The surrender of Japan in 1945 brought with it a new question of who should rule Hong Kong. The Kuomintang’s Chiang Kai-shek assumed he would resume the role of controlling the whole of China. Several years earlier, U.S. President Franklin D. Roosevelt insisted that colonialism would have to end, and promised Soong Mei-ling that Hong Kong would be restored to Chinese control. However, the British moved quickly to regain control of Hong Kong. As soon as he heard word of the Japanese surrender, Franklin Gimson, Hong Kong’s colonial secretary, left his prison camp and declared himself the territory’s acting governor. A government office was set up at the Former French Mission Building in Victoria on September 1, 1945. British Rear Admiral Sir Cecil Halliday Jepson Harcourt sailed into Hong Kong on board the cruiser HMS Swiftsure to re-establish the British government’s control over the colony. On September 16, he formally accepted the Japanese surrender from Major-General Umekichi Okada and Vice Admiral Ruitaro Fujita at Government House.
Hong Kong’s post-war recovery was astonishingly swift. By November 1945, the economy had recovered so well that government controls were lifted and free markets restored. The population returned to around one million by early 1946 due to immigration from China. Colonial taboos also broke down in the post-war years as European colonial powers realised that they could not administer their colonies as they did before the war. Chinese people were no longer restricted from certain beaches, or from living on Victoria Peak.
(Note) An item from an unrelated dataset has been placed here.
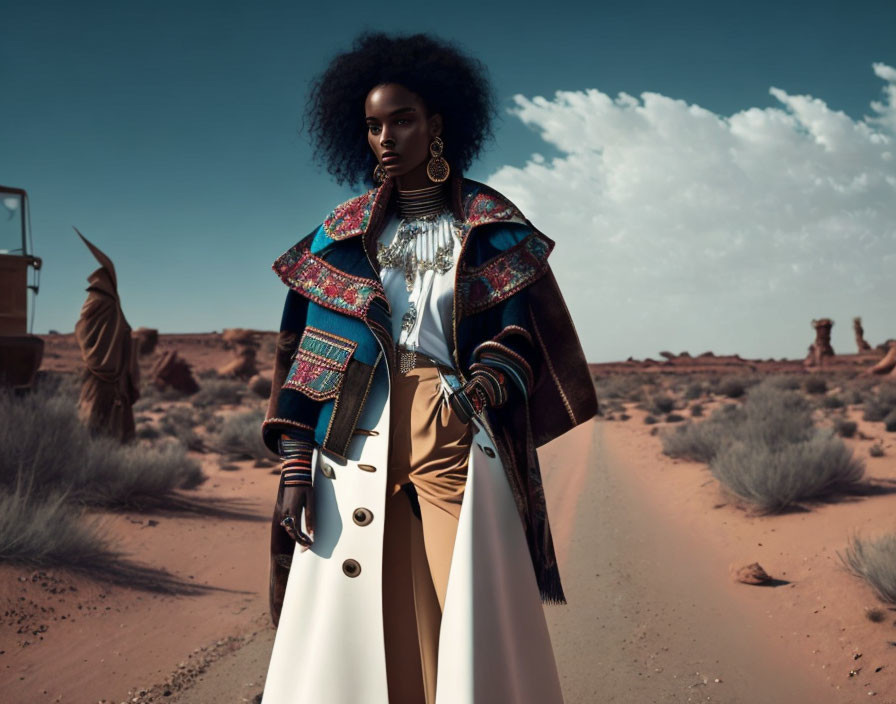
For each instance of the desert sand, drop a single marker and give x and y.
(646, 544)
The Sino-British Joint Declaration was signed by both the Prime Minister of the United Kingdom and the Premier of the People’s Republic of China on December 19, 1984 in Beijing. The Declaration entered into force with the exchange of instruments of ratification on May 27, 1985, and was registered by the People’s Republic of China and United Kingdom governments at the United Nations on June 12, 1985. In the Joint Declaration, the People’s Republic of China Government stated that it had decided to resume the exercise of sovereignty over Hong Kong (including Hong Kong Island, Kowloon, and the New Territories) with effect from July 1, 1997, and the United Kingdom Government declared that it would relinquish Hong Kong to the PRC with effect from that date. In the document, the People’s Republic of China Government also declared its basic policies regarding Hong Kong.
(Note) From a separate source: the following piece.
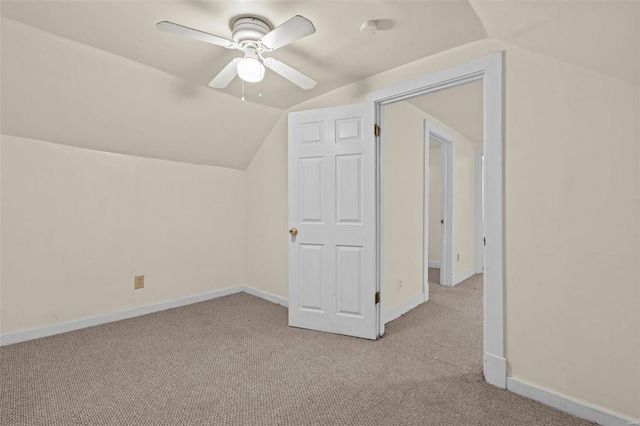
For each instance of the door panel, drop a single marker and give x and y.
(332, 258)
In accordance with the One Country, Two Systems principle agreed between the United Kingdom and the People’s Republic of China, the socialist system of People’s Republic of China would not be practiced in the Hong Kong Special Administrative Region (HKSAR), and Hong Kong’s previous capitalist system and its way of life would remain unchanged for a period of 50 years. The Joint Declaration provides that these basic policies shall be stipulated in the Hong Kong Basic Law.
The handover ceremony was held at the new wing of the Hong Kong Convention and Exhibition Centre in Wan Chai on the night of June 30, 1997. The principal British guest was Charles, Prince of Wales who read a farewell speech on behalf of the Queen. The newly appointed Prime Minister of the United Kingdom, Tony Blair, the British Foreign Minister, Robin Cook, the departing Hong Kong governor, Chris Patten, Chief of the Defence Staff of the United Kingdom, Field Marshal Sir Charles Guthrie, also attended. Representing China were the President of the People’s Republic of China, Jiang Zemin, Premier of the People’s Republic of China, Li Peng, and Tung Chee-hwa, the first Chief Executive of the Hong Kong Special Administrative Region of the People’s Republic of China. This event was broadcast on television and radio stations across the world.